Mortgage rates continued their slide this week as continued concerns over the economy have pushed yields on the 10-year Treasury down even further.
The Freddie Mac Primary Mortgage Market Survey for the week ended Dec. 8 reported the 30-year fixed rate mortgage averaged 6.33%, a drop of 16 basis points from 6.49% seven days prior.

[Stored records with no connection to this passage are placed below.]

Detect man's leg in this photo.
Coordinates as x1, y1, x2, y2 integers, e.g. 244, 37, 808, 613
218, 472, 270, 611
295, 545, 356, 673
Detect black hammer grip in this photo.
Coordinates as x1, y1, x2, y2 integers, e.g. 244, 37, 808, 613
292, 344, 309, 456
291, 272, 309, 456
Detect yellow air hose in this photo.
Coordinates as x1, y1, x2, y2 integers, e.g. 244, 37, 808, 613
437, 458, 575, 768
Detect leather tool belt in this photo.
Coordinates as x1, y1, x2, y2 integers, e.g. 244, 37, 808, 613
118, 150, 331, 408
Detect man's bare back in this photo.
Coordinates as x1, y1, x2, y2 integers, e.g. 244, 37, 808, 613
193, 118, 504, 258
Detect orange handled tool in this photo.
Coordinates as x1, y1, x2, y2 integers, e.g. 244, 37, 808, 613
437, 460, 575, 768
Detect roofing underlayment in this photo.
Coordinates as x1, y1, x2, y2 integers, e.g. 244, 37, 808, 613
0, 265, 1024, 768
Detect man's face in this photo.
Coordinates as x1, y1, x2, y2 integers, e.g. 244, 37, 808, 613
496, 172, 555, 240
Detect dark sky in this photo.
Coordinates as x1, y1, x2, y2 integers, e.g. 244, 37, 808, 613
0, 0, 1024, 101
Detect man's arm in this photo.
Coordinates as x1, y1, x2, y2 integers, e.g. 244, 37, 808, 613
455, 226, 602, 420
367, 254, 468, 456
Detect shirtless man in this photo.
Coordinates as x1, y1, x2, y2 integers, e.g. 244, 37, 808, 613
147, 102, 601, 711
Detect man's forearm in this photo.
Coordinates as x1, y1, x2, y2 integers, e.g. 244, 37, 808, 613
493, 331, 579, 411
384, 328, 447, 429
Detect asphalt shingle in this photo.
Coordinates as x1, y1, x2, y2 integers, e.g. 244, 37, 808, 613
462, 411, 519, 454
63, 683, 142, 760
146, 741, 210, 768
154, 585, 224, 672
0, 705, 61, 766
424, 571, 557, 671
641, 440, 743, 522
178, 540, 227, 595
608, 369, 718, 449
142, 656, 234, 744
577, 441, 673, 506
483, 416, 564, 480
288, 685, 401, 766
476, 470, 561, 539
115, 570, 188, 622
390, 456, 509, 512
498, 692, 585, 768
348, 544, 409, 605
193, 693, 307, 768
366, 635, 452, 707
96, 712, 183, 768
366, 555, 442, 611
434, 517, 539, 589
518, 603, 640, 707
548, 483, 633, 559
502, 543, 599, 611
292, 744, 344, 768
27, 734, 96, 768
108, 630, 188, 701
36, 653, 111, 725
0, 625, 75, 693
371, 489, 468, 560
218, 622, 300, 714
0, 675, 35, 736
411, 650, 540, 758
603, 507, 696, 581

A year ago at this time, the 30-year FRM averaged 3.1%.
In the Nov. 10 survey, Freddie Mac calculated the 30-year FRM averaged 7.08%. However, a favorable Consumer Price Index report released that morning began driving rates down.
“Over the last four weeks, mortgage rates have declined three-quarters of a point, the largest decline since 2008,” Freddie Mac Chief Economist Sam Khater said in a press release. “While the decline in rates has been large, homebuyer sentiment remains low with no major positive reaction in purchase demand to these lower rates.”
On Nov. 29, the benchmark 10-year Treasury yield peaked at 3.75%. In the succeeding days, the primary movement has been lower, ending Dec. 7 trading at 3.41%. However, the yield did tick back up 6 basis points by noon on Thursday.
Falling prices are also not moving the market.
“Despite the ongoing decline in mortgage rates that started in October, prospective homebuyers continue to delay decisions to purchase homes, even as home prices flatten or fall,” Bob Broeksmit, president and CEO of the Mortgage Bankers Association said in a Thursday morning statement referencing its Weekly Application Survey. “The average loan size for a purchase application last week was at its lowest level in nearly two years, another indication that home prices are cooling.”
Statements from Federal Reserve Chairman Jerome Powell on Nov. 30 were the primary driver of this week’s decline, added Matthew Speakman, Zillow Home Loans senior economist, in a statement issued Wednesday night.
“There he noted the Fed had seen signs that inflation was continuing to cool and hinted the central bank was ready to scale back on their program of tightening monetary policy,” Speakman said. “The inflation dynamic remains investors’ chief focus; mortgage rates barely budged in response to the monthly jobs report, a release that usually tends to move markets.”
And rates are likely to fall even further in the next week as the markets wait for new inflation data, and another statement from Powell, to come out.
“But recent rate movements indicate that markets are evaluating their positions as those important releases approach,” Speakman continued. “Data released on Wednesday showed labor costs were much cheaper than expected in the year’s third quarter, something the market may be interpreting as another sign of waning inflation.”
The 15-year FRM fell by 9 basis points during the week to 5.67% from 5.76%. For the same period in 2021, the 15-year FRM averaged 2.38%.